In the interior provinces the traveller occasionally traverses great tracts cultivated with grain as far as the eye can reach, waving at times with verdure, at other times naked and sunburnt, but he looks round in vain for the hand that has tilled the soil. At length he perceives some village on a steep hill, or rugged crag, with mouldering battlements and ruined watchtower: a stronghold, in old times, against civil war, or Moorish inroad; for the custom among the peasantry of congregating together for mutual protection is still kept up in most parts of Spain, in consequence of the maraudings of roving freebooters.

But though a great part of Spain is deficient in the garniture of groves and forests, and the softer charms of ornamental cultivation, yet its scenery is noble in its severity and in unison with the attributes of its people; and I think that I better understand the proud, hardy, frugal, and abstemious Spaniard, his manly defiance of hardships, and contempt of effeminate indulgences, since I have seen the country he inhabits.

There is something, too, in the sternly simple features of the Spanish landscape, that impresses on the soul a feeling of sublimity. The immense plains of the Castiles and of La Mancha, extending as far as the eye can reach, derive an interest from their very nakedness and immensity, and possess, in some degree, the solemn grandeur of the ocean.
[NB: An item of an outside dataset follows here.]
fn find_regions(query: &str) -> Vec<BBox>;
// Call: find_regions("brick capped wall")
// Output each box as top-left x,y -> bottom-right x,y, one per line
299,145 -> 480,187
In ranging over these boundless wastes, the eye catches sight here and there of a straggling herd of cattle attended by a lonely herdsman, motionless as a statue, with his long slender pike tapering up like a lance into the air; or beholds a long train of mules slowly moving along the waste like a train of camels in the desert; or a single horseman, armed with blunderbuss and stiletto, and prowling over the plain. Thus the country, the habits, the very looks of the people, have something of the Arabian character. The general insecurity of the country is evinced in the universal use of weapons. The herdsman in the field, the shepherd in the plain, has his musket and his knife. The wealthy villager rarely ventures to the market-town without his trabuco, and, perhaps, a servant on foot with a blunderbuss on his shoulder; and the most petty journey is undertaken with the preparation of a warlike enterprise.